Жалобы на пониженное зрение, одышку, тяжело даются движения, отеки конечностей.
Диагноз: питание удовлетворительное, сердца тоны глухие, на верхушке высокие, понижение зрения, систолический шум, миокардит.
Заключение: годен к легкому труду по своей специальности врача.
Начальник санчасти тюрьмы
А. Агеев
Врачи
«Негодными» в то время объявляли только трупы. Спасибо тюремным врачам. Хорошо хоть то, что на лесоповал ссыльного не отправили. А так… Пусть выживает в Мурте как сможет.
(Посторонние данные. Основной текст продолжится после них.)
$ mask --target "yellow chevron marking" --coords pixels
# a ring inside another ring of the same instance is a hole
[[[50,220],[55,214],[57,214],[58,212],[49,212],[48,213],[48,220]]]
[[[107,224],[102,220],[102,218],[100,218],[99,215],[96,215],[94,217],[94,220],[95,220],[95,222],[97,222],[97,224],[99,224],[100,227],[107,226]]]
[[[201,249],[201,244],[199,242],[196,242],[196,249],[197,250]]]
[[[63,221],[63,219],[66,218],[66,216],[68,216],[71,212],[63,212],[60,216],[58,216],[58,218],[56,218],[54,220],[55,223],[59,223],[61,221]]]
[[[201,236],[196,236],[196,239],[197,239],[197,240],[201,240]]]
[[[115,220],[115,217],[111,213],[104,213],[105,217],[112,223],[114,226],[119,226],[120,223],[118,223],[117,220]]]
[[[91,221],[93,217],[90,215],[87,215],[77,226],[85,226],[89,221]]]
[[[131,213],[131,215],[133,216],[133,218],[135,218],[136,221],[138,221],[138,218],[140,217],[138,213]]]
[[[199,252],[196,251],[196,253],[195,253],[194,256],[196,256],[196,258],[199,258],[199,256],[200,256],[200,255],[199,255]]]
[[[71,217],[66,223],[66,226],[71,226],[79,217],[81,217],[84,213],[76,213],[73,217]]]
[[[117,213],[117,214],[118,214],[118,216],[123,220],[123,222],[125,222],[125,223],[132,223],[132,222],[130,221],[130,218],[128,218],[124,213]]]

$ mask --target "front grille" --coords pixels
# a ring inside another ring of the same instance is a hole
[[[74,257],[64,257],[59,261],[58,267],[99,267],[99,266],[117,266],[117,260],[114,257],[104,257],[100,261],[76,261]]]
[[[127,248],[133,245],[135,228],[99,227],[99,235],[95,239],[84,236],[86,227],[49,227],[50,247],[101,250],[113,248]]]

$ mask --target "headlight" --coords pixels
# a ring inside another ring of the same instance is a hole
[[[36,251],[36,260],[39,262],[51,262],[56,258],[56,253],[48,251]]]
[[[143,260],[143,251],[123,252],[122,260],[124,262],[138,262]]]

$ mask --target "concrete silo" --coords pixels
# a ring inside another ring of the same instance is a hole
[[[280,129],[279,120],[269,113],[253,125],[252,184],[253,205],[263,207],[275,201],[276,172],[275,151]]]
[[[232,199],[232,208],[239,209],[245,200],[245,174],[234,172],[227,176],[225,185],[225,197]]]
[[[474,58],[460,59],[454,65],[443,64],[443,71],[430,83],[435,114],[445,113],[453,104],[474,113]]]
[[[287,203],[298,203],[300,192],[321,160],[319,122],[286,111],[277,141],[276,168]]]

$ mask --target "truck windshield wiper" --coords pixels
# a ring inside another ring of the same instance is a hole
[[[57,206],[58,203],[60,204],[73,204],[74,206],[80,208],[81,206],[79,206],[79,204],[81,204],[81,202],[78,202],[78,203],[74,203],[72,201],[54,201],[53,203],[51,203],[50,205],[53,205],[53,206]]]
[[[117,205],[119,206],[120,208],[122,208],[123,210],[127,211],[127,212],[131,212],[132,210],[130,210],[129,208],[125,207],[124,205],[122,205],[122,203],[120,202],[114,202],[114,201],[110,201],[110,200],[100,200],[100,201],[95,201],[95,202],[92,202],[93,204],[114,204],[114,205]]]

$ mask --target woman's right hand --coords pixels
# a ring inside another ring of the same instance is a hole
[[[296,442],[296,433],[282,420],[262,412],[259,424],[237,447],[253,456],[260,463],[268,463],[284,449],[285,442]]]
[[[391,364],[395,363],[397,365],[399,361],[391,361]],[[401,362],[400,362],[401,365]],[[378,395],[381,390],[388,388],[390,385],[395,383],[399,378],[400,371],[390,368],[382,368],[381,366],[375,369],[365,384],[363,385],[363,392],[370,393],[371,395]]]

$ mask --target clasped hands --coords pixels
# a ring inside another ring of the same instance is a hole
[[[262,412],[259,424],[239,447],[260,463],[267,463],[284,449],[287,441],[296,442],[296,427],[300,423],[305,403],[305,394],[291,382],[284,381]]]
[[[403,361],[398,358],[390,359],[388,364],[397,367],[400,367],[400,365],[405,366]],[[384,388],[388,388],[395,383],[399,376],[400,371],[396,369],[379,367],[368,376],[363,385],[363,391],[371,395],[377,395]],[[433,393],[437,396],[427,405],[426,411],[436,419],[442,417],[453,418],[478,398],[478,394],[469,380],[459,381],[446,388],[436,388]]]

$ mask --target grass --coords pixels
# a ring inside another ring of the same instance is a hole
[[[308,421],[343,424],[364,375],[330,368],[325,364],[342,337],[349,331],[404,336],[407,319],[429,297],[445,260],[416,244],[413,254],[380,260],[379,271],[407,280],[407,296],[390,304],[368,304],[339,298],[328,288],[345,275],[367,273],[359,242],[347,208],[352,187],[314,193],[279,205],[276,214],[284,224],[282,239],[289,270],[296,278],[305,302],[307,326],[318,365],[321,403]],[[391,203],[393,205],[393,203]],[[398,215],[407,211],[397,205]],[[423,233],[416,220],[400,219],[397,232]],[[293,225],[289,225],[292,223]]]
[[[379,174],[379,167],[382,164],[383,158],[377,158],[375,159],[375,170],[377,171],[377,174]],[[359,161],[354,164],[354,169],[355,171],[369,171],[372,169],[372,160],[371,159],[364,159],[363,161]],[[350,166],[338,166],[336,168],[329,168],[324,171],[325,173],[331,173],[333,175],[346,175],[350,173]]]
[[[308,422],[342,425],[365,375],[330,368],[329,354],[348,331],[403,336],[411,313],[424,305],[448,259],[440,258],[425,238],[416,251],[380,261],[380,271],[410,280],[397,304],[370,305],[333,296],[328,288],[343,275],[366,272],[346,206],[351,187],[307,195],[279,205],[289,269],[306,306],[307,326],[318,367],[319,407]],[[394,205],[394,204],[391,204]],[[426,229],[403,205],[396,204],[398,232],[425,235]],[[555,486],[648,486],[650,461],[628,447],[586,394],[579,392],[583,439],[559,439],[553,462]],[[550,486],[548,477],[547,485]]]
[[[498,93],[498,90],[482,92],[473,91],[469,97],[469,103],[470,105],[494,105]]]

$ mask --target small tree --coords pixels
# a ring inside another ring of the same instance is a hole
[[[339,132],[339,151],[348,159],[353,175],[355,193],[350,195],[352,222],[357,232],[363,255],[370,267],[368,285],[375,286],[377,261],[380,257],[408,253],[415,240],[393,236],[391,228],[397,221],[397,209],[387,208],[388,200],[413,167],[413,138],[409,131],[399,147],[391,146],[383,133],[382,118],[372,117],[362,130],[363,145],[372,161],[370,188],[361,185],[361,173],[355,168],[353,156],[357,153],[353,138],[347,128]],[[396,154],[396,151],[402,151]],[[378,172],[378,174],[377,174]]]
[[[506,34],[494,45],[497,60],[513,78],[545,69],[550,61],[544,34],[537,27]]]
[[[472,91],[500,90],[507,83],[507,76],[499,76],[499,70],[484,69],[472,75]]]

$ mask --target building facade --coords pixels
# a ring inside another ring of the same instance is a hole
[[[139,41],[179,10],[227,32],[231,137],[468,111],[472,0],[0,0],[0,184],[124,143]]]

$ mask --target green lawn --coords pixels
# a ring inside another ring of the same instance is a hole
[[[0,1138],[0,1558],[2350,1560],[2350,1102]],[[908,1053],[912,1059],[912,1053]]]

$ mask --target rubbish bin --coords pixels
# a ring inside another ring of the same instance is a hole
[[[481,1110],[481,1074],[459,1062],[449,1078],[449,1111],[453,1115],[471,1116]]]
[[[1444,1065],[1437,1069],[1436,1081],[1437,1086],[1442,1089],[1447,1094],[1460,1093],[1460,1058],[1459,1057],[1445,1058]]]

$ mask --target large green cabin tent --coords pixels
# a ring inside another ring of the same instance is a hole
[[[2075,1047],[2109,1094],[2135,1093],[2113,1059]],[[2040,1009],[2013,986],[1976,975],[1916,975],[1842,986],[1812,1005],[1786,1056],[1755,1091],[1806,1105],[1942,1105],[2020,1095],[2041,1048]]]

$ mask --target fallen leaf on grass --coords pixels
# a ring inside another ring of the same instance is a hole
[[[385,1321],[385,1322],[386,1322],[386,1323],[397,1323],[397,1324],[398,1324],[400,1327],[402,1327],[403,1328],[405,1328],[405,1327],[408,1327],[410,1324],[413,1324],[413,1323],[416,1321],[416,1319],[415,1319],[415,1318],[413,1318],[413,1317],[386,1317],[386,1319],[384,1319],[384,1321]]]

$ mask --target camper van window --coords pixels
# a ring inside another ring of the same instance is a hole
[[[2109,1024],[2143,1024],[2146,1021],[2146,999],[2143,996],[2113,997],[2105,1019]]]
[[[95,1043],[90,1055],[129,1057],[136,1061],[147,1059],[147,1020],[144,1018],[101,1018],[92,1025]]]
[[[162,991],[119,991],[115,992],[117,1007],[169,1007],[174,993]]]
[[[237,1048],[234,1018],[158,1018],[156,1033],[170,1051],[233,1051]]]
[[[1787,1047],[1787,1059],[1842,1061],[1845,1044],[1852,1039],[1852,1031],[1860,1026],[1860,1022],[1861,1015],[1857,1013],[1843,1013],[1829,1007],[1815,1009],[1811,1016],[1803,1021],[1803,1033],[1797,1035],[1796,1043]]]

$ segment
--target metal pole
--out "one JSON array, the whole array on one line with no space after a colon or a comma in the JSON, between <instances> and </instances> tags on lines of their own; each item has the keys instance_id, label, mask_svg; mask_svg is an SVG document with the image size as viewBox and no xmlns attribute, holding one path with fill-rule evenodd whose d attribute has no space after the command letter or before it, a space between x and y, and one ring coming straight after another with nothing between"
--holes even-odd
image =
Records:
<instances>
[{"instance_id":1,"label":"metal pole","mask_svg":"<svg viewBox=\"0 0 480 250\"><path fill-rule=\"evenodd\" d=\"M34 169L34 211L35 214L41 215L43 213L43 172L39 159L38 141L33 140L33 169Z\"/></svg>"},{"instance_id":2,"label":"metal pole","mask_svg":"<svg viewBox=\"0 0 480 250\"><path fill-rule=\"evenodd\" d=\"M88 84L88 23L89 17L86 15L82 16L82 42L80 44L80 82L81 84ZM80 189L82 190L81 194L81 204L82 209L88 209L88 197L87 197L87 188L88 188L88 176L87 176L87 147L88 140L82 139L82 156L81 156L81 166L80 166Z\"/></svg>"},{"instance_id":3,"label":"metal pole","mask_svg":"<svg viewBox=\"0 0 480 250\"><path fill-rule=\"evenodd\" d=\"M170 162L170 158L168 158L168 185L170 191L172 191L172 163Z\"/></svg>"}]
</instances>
И он пошел в больницу. «Вошел высокого роста старик с белой окладистой бородой, — вспоминал главный врач (один из двух местных эскулапов), 26-летний Александр Барский, за полгода до этой встречи окончивший медицинский институт, — и представился: «Я профессор Войно-Ясенецкий». Имя профессора-хирурга молодому главному врачу Большемуртинской больницы было известно только по «Очеркам гнойной хирургии», по которым он сам учился. А сейчас перед ним стоял истощенный заключением в тюрьме, голодовками, жестокими допросами и изматывающей дорогой старец в ветхой одежде, который был согласен работать за кров и еду.
Существуют разные версии того, как складывались отношения Войно-Ясенецкого с властями и коллегами по больнице. Что-то постарались забыть, что-то приукрасили.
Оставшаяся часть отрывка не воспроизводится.